碩士 === 國立成功大學 === 機械工程學系碩博士班 === 92 === 　　The technology of quantum dot laser has attracted great attention recently due to its excellent properties of high temperature and the low threshold current density. Its applications include the header of read-write of the CD-ROM drive, infrared remote sensing the optical fiber and communication and so on. Due to significant progress in manufacturing technology of quantum dot layer structure, the size and uniformity of quantum dots have achieved great improvement. Consequently, development of high performance quantum-dot laser becomes possible. 　　Recently, the techniques of quantum-well laser with two-dimensional confinement have already well developed. In the near future, the quantum-dot laser with three-dimensional confinement certainly becomes the next focus of high technology in many countries.

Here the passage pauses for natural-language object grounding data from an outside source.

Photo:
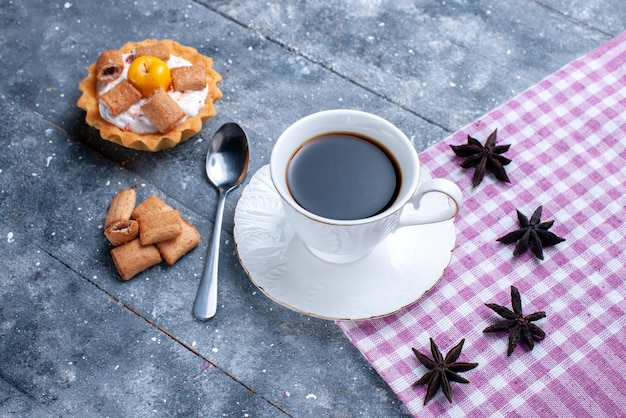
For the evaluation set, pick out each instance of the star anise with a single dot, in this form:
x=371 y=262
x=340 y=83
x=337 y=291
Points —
x=484 y=158
x=533 y=234
x=520 y=326
x=442 y=370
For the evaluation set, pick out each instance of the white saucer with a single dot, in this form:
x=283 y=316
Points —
x=395 y=274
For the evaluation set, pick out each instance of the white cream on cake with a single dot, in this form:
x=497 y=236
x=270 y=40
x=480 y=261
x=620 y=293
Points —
x=133 y=119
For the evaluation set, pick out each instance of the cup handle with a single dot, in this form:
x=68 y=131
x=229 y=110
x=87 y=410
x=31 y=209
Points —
x=413 y=216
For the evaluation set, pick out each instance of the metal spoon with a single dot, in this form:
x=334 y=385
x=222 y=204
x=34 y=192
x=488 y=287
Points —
x=226 y=167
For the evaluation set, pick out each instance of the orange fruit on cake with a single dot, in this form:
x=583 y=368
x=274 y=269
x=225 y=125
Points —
x=150 y=95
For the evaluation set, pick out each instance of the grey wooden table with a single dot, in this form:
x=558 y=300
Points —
x=75 y=340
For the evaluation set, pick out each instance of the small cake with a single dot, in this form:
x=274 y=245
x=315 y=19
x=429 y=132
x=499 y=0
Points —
x=150 y=95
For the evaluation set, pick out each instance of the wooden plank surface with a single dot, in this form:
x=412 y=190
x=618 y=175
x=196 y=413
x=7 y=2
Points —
x=76 y=341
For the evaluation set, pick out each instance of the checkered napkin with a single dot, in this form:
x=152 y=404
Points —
x=568 y=145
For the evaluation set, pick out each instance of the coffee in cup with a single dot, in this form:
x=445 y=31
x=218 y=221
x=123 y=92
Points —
x=347 y=179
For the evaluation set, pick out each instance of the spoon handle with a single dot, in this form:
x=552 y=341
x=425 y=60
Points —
x=205 y=304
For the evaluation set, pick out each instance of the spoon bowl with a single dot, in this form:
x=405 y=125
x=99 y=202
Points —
x=226 y=166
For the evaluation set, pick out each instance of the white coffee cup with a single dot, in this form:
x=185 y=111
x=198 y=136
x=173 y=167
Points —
x=344 y=241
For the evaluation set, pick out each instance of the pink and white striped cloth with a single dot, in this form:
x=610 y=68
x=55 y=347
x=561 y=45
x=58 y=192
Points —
x=568 y=136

Theoretically, the effect of the temperature and characteristic temperature on the threshold current density of quantum-dot laser is very small. However, at higher temperature, the carriers will easily by thermally exciting to the narrow region of optical confinement layer (OCL). In other words, it becomes more difficult to catch the carriers by the quantum dots. Consequently, the threshold current density of quantum dot will rise substantially. In this thesis,GaInAs and GaInAsP are selected as material of quantum dot and optical confinement layers, respectively. We focus on the state of equilibrium, non-equilibrium injections. The effects of the probability of electron and hole, the minimum of surface density, and the derivation in size and uniformity of quantum dot on the threshold current density are evaluated and discussed. The result show that on the state of non-equilibrium injections, we get 4~5 A/cm2 of threshold current density at 80K, and the relationship compare with the quantum dot laser of experiment.